The banter between the pair was equally well matched, and decidedly down-home and droll. The pair could have well been occupying rocking chairs on their back porch in Nashville than seated centre-stage at Adelaide’s most stately theatre as they swapped quips with each other and and a packed audience.

“Do they know that we don’t play guitar?” Bela quizzed his partner in rhyme and life conspiratorially, in deference to the irony of being headliners at a festival supposedly showcasing strings of a different kind.

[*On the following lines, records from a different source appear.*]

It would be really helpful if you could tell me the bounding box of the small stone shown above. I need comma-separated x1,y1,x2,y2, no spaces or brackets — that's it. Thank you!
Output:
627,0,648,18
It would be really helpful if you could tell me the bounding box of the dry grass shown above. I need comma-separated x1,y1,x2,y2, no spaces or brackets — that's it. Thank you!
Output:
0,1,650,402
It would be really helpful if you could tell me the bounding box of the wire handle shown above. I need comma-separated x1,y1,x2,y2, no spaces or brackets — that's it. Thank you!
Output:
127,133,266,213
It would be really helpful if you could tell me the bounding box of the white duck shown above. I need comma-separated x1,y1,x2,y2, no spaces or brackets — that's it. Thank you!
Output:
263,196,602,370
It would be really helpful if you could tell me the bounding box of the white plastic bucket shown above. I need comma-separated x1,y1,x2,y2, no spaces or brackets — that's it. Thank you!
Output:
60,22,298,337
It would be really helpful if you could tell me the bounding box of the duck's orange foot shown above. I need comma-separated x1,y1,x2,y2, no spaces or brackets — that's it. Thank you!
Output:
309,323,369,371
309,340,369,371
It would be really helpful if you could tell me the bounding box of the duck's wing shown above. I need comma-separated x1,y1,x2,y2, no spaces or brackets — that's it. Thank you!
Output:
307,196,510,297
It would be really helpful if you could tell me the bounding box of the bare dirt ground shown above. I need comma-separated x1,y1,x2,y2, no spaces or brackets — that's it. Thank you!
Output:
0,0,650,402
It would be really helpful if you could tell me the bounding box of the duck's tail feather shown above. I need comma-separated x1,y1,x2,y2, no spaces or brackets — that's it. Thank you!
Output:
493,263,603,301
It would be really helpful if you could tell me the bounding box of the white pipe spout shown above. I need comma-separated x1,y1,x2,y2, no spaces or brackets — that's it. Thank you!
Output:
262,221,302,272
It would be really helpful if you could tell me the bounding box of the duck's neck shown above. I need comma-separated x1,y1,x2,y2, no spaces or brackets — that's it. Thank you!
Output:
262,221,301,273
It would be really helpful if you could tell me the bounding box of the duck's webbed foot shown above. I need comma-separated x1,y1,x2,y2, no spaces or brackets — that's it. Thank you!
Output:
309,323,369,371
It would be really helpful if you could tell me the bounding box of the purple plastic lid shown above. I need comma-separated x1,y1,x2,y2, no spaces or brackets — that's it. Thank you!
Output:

To compound their dry sense of humour – perhaps more British than American – the pair proceeded to play the instrumental ‘Banjo Banjo’, the title track of their recently released EP, and then the trad number ‘Banjo Pickin’ Girl’, in the latter impishly changing a line to “guitars are what we play”.

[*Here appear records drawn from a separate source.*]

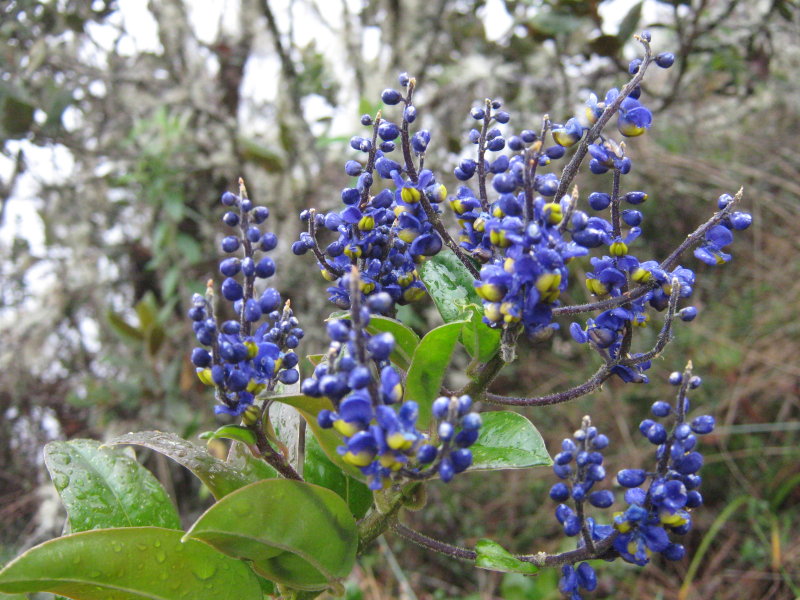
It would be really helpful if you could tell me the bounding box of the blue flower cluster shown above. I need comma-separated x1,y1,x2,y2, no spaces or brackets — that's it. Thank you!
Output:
189,185,303,416
450,100,588,334
614,369,714,565
292,74,447,309
550,365,714,600
301,272,481,490
550,416,614,600
694,194,753,266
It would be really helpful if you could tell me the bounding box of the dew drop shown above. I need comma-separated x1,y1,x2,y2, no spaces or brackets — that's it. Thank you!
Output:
194,563,217,581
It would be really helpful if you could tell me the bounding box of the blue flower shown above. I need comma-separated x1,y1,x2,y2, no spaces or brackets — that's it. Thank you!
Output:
694,225,733,266
189,186,304,416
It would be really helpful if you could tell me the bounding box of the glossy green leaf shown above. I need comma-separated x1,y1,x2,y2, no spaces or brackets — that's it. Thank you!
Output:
186,479,358,590
44,440,181,532
227,433,372,519
617,2,643,44
0,527,262,600
461,304,501,362
198,425,256,446
417,249,481,323
470,411,553,470
303,428,372,519
106,431,251,500
475,539,539,575
225,442,278,483
367,315,419,370
306,354,325,367
405,321,464,429
272,394,363,479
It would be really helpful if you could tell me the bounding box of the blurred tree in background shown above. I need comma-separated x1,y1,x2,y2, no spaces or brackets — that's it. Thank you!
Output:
0,0,800,599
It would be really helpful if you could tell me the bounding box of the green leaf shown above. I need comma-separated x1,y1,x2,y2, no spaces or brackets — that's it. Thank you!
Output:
147,325,167,357
617,2,642,44
226,442,278,483
106,431,251,500
405,321,464,429
239,138,283,173
44,440,181,532
227,426,372,519
106,310,144,342
367,315,419,370
0,94,36,139
470,411,553,471
475,539,539,575
461,304,501,362
303,428,372,519
272,394,363,479
418,249,482,323
0,527,262,600
185,479,358,590
133,291,158,331
198,425,256,446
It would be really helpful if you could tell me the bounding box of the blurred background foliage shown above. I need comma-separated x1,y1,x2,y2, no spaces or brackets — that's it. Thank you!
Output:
0,0,800,600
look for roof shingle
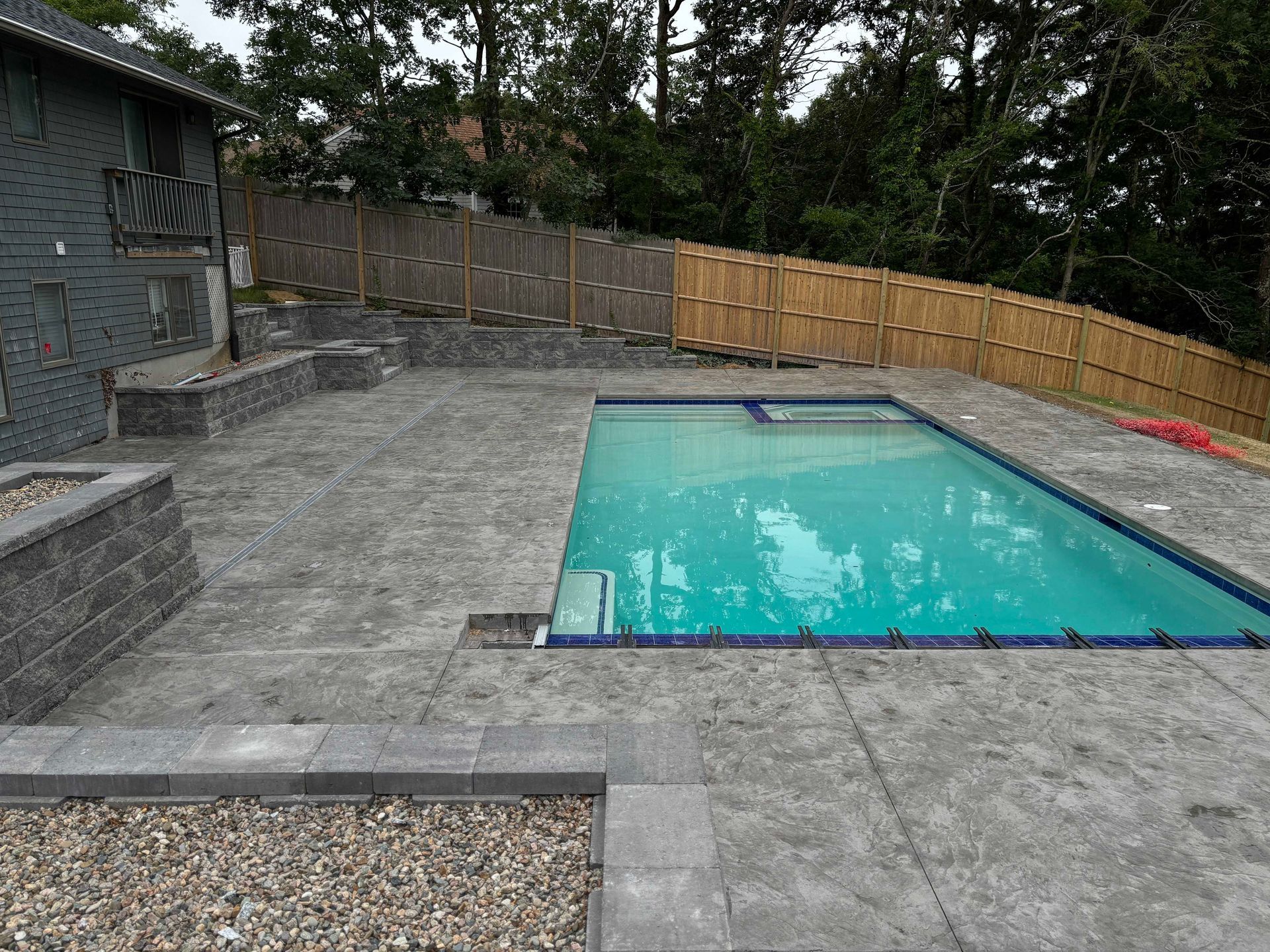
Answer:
[0,0,261,119]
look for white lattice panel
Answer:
[207,264,230,344]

The bout of giggling that afflicted Abigail between said pieces abated for a heartfelt ballad “stolen from our three-year-old”, with the pair offering different tonal colouring via a switch to Bela’s ukulele banjo and Abigail’s cello banjo.

Washburn then stunned the audience by singing a folk ballad from south west China that she learned during the 90s’ as an exchange student, with superb sustain and ornamentation. “Abi is a fluent mandolin speaker,” Bela quipped before accompanying his spouse with a simulation of classical Chinese style on bluegrass banjo.

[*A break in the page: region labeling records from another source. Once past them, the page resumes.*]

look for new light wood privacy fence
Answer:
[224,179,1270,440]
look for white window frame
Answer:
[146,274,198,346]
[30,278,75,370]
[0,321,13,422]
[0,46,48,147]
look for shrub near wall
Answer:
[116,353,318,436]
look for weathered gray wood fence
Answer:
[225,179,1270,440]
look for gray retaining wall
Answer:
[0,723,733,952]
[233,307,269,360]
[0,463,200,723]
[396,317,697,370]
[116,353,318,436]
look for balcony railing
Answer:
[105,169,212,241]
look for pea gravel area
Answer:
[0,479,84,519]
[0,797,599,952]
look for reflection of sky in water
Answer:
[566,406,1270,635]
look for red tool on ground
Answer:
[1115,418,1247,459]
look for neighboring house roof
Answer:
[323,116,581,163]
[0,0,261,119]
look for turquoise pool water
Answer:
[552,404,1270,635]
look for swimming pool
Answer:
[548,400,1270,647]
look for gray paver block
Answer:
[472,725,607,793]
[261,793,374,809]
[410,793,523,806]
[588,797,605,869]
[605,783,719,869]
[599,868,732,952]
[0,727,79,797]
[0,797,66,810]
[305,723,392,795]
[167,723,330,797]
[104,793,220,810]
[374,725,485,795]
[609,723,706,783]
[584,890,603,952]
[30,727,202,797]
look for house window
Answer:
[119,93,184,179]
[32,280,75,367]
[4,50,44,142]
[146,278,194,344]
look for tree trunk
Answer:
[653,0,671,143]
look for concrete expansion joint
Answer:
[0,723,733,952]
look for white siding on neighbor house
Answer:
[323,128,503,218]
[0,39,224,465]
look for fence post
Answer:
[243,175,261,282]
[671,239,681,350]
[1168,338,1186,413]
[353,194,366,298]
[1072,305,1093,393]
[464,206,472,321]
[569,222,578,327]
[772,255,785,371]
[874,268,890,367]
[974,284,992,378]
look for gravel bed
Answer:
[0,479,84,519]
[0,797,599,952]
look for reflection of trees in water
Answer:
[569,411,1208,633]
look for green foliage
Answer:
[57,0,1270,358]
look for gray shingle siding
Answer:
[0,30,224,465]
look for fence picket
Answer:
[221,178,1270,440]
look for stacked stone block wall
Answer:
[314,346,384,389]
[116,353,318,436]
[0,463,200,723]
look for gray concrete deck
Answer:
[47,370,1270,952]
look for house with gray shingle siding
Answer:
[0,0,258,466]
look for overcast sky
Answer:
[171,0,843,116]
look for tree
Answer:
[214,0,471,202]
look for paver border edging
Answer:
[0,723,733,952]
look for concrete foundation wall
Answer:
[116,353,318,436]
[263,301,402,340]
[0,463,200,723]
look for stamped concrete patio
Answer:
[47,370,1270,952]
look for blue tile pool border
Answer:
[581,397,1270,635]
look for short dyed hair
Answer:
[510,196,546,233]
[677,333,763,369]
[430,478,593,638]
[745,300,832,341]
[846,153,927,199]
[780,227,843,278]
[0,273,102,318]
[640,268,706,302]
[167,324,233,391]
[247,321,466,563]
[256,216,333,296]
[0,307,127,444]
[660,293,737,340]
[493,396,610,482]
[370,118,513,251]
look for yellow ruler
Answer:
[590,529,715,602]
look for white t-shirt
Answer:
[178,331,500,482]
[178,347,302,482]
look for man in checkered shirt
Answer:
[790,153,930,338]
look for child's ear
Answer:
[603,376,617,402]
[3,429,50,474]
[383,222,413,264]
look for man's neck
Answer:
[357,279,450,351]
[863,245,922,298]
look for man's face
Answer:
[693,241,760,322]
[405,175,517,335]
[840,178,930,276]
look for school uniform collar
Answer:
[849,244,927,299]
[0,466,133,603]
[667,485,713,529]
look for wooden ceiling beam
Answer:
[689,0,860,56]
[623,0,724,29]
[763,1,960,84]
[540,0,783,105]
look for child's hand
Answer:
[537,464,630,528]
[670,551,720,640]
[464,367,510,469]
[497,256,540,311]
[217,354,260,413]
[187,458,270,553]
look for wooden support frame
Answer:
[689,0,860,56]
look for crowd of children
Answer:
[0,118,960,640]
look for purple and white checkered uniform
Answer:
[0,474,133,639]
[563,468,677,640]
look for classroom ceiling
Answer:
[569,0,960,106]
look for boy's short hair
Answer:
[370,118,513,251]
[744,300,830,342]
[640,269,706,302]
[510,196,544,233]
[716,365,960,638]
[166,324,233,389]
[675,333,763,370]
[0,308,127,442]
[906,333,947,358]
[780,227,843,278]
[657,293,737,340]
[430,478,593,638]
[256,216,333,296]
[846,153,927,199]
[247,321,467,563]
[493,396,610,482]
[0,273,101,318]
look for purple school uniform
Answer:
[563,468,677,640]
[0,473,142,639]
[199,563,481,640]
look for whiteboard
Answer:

The purity of Washburn’s singing was emphasised in her solo a cappella rendition of a heart-rending Appalachian ballad written about the iniquitous Kentucky coal mining industry during the Great Depression. You could have heard a pin drop during her passionate delivery.

Fleck’s solo-de-force was equally brilliant as he picked and strummed his way through a complex medley that covered the full range of his awesome prowess, jazzgrass et al. The furious bluegrass breakdown that ended his party piece would have wrought smiles from Bela’s late mentor, the legendary Earl Scruggs.

Washburn showed she’s no slouch as a banjo player when joining hubby for an attack on the old Flecktones toon, ‘New South Africa’, written by Bela on a tour of the republic during the early days of Nelson Mandela’s presidency. The pair swapped rapier lines with the alacrity of long-time duellists.

As a prelude to the set’s most riveting instrumental, Abi fired off a gutsy rendition of ‘Shotgun Blues’, a song she wrote to counter the fact that in murder ballads, her favourite genre, it’s “always the girls that die”.

Contrasting gospel songs, the beautiful ‘What Are They Doing In Heaven Today?’ and a call and response song relating to the joys that rain brings that required (and received) audience participation as well as some athletic clog dancing from the singer, and a bluesy reading of the traditional ballad ‘My Home’s Across the Blue Ridge Mountains’ brought an eclectic and educative set to a conclusion.